The “overstory” essentially is like the often lengthy life of a tree. Life’s decisions are not one-dimensional, one-generational, their consequences not immediately felt. They appear later, throughout time, like the rings of a tree.

Entertaining/informative/thoughtful or some combination thereof

*Lifespan: Why We Age – And Why We Don’t Have ToDavid A. Sinclair

There’s also a difference between extending life and prolonging vitality. We’re capable of both, but simply keeping people alive—decades after their lives have become defined by pain, disease, frailty, and immobility—is no virtue.

When confronted by propositions about living forever, aging and the disease of aging, scores of questions follow. How do we value life, relationships, commitments if we remove mortality from the equation? Would we reevaluate “old age” if being elderly didn’t inevitably mean infirmity? Would we really want to live forever – or even for hundreds of years? What do things mean when they are no longer finite?

If the epigenome had evolved to be digital rather than analog, the valley walls would be the equivalent of 100 miles high and vertical, and gravity would be superstrong, so the marbles could never jump over into a new valley. Cells would never lose their identity. If we were built this way, we could be healthy for thousands of years, perhaps longer. But we are not built this way. Evolution shapes both genomes and epigenomes only enough to ensure sufficient survival to ensure replacement—and perhaps, if we are lucky, just a little bit more—but not immortality.

I read this book in large part because my brother talks obsessively about aging (and why we don’t have to age the way we think of aging now). For now, Sinclair’s impressive book, ostensibly about aging and how we can prevent it, is full of different strategies and avenues medicine, science and research are taking to tackle the problem of aging. It aims to challenge the shared narrative of aging as we know it as a natural phenomenon, and instead of redefine it (i.e., infirm aging) as a disease.

Yet, this book has struck me more for its focus on the ubiquity, totality, danger and promise of data… Sinclair argues that we give away copious amounts of personal data as a form of currency every single day, but we are reticent to do so when it is medical in nature, even if this data might be the most vital we could offer in ‘rejuvenating’ humanity.

Perhaps there are people out there who’d be happy to drive without any dashboard at all, relying solely on their intuition and experience to tell them how fast they are going, when their car needs fuel or recharging, and what to fix when something goes wrong. The vast majority of us, however, would never drive a car that wasn’t giving us at least some quantitative feedback, and, through our purchasing decisions, we have made it clear to car companies that we want more and more intelligent cars.

Surprisingly, we’ve never demanded the same for our own bodies. Indeed, we know more about the health of our cars than we know about our own health. That’s farcical. And it’s about to change.

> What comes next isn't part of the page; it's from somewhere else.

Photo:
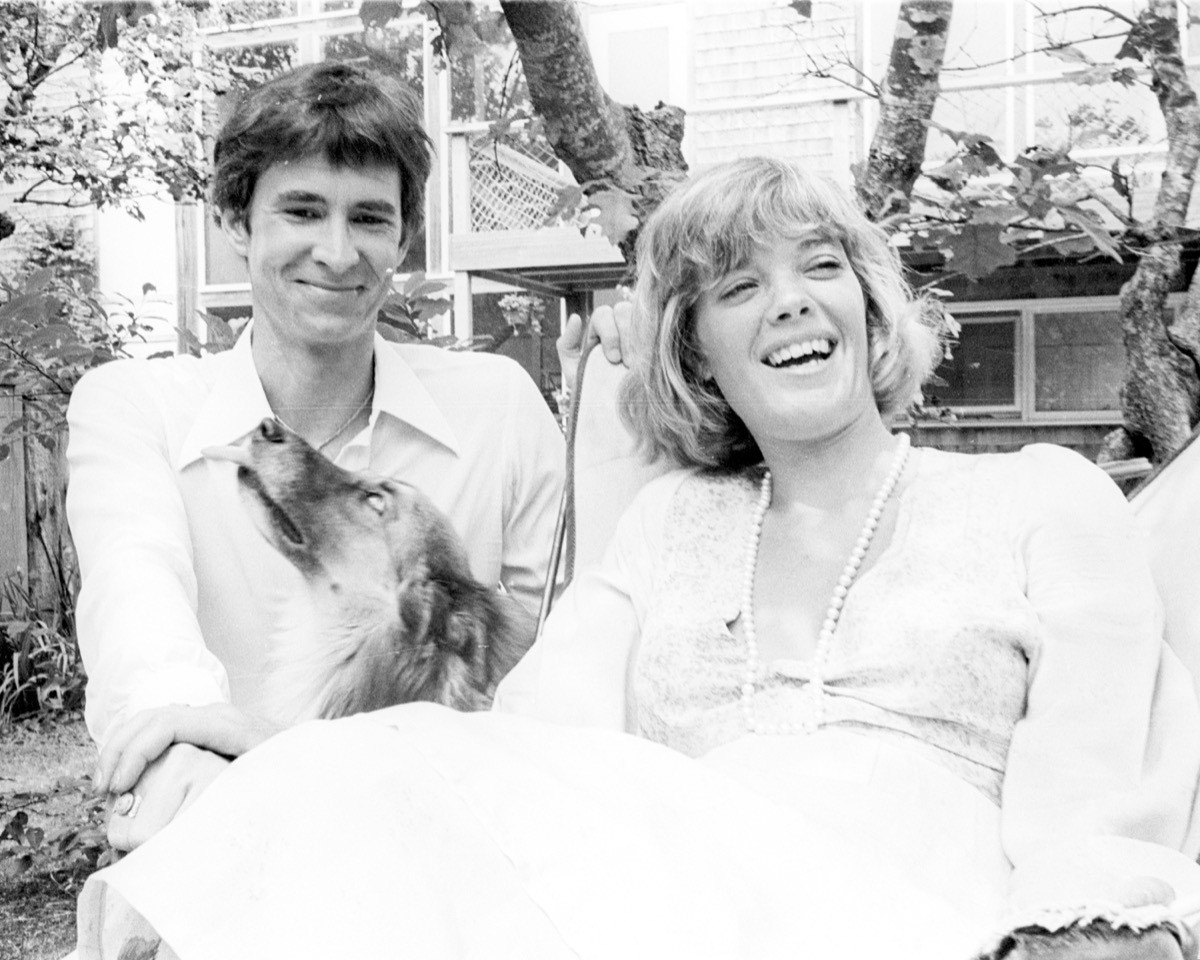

Thanks to wearables, we already have the technology in place to monitor the body temperature, pulse, and other biometric reactions of more than a hundred million people in real time. The only things separating us from doing so are a recognized need and a cultural response.

Most of us aren’t “the world’s most connected man” (side note: I had read about this dude, Chris Dancy, online a few times and then a few years later was seated next to him on a plane), but we’re connected enough that any illusion of privacy we cling to is… a fantasy. Why do we not embrace it?

Indeed, most relevant at the moment is Sinclair’s writing (from 2019) on a future pandemic that is poised to wipe out huge swathes of the global population and how data might help. It’s timely right now, but clearly, the pandemic is already here.

Coincidences

Apart from more than three different books I recently read citing the film Gattaca, I didn’t stumble on any great coincidences in March.

Biggest disappointment (or disliked)

*Girl, Woman, OtherBernardine Evaristo

This was by no means a bad book; I simply had my expectations built up, so anything would have been disappointing. What I can say about it is… it is dynamic, told from multiple points of view – and that’s a hit or miss proposition for me.